24. The composition of claim 23 further comprising a buffer comprising Tris OAc, NH4OAc, PEG, DMF, polyphosphate 60, and MnCl2.

25. The composition of claim 17, further comprising a DNA intercalating agent.

26. The composition of claim 17, further comprising a polyanion recognition moiety.

27. The composition of claim 17, wherein the mixture of nucleotide analogs comprises nucleotide analogs comprising a detectable label.

28. The composition of claim 27, wherein the detectable label is an optically detectable label selected from the group consisting of luminescent, chemiluminescent, fluorescent, fluorogenic, chromophoric or chromogenic labels.

29. A method of sequencing a DNA template, the method comprising the steps of:

a) forming a DNA polymerase reaction composition comprising: (i) the DNA template, (ii) a replication primer that complexes with the template, (iii) a DNA polymerase, (iv) a mixture of nucleotides or nucleotide analogs, (v) at least one minor groove binding moiety,

b) incubating the DNA polymerase reaction composition under conditions allowing a DNA polymerization reaction, wherein the at least one minor groove binding moiety increases the rate, fidelity or processivity of the DNA polymerase reaction; and

c) determining the sequence of the nucleotides or nucleotide analogs in the resulting polymer of nucleotides or nucleotide analogs.

30. The method of claim 29, wherein the at least one minor groove binding moiety is selected from the group consisting of distamycin A and synthetic analogs thereof, netropsin, (+)-CC-1065, duocarmycins, pyrrolobenzodiazepines, trabectin and analogs thereof, Hoechst dyes and derivatives thereof, lexitropsin, thiazotropsin A, diamidines, and polyamides.

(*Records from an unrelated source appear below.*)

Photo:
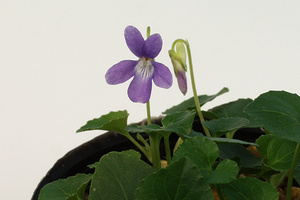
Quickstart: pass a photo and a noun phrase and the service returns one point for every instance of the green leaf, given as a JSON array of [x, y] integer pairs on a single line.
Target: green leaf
[[219, 127], [276, 152], [117, 176], [152, 130], [249, 189], [190, 103], [180, 180], [217, 140], [230, 151], [66, 188], [113, 121], [179, 122], [203, 153], [225, 172], [235, 109], [297, 174], [278, 112]]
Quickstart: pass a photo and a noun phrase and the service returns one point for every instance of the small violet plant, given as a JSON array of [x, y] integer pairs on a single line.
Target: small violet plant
[[206, 159]]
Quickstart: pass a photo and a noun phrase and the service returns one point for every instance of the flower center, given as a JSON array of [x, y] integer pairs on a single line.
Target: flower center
[[144, 68]]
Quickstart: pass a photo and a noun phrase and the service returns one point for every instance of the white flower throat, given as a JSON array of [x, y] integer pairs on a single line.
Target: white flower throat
[[144, 67]]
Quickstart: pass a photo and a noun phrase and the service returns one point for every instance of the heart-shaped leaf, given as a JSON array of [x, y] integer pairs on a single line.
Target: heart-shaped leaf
[[117, 176], [225, 172], [217, 140], [277, 152], [190, 103], [249, 188], [235, 109], [219, 127], [297, 174], [203, 153], [180, 180], [73, 186], [230, 151], [278, 112], [113, 121]]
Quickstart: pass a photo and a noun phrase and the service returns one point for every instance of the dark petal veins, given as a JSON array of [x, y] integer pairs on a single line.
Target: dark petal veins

31. The method of claim 29, wherein the mixture of nucleotide analogs comprises nucleoside triphosphoramidates, wherein each of the nucleoside triphosphoramidates comprises a nucleobase selected from the group consisting of adenine, guanine, thymine, and cytosine and a polymeric tether moiety, wherein a first end of the polymeric tether moiety is attached to the nucleobase and a second end of the polymeric ether moiety is attached to the alpha phosphate of the nucleoside triphosphoramidate to provide for expansion of the nucleotide analogs by cleavage of the phosphoramidate bond.

32. The method of claim 29, wherein the DNA polymerase is DPO4 or a variant thereof.

33. The method of claim 29, wherein the resulting polymer of nucleotide analogs is an expandable polymer.

34. The method of claim 33, further including the step of contacting the expandable polymer with a phosphoramidate cleavage agent to produce an expanded polymer of nucleotide analogs.

35. The method of claim 34, wherein the polymeric tether moiety of each of the nucleotide analogs comprises a reporter moiety unique to the nucleobase of the analog.

36. The method of claim 35, wherein the reporter moieties produce a characteristic electronic signal.

37. The method of claim 36, wherein the step of determining the sequence of the nucleotide analogs comprises the step of translocating the expanded polymer of nucleotide analogs through a nanopore.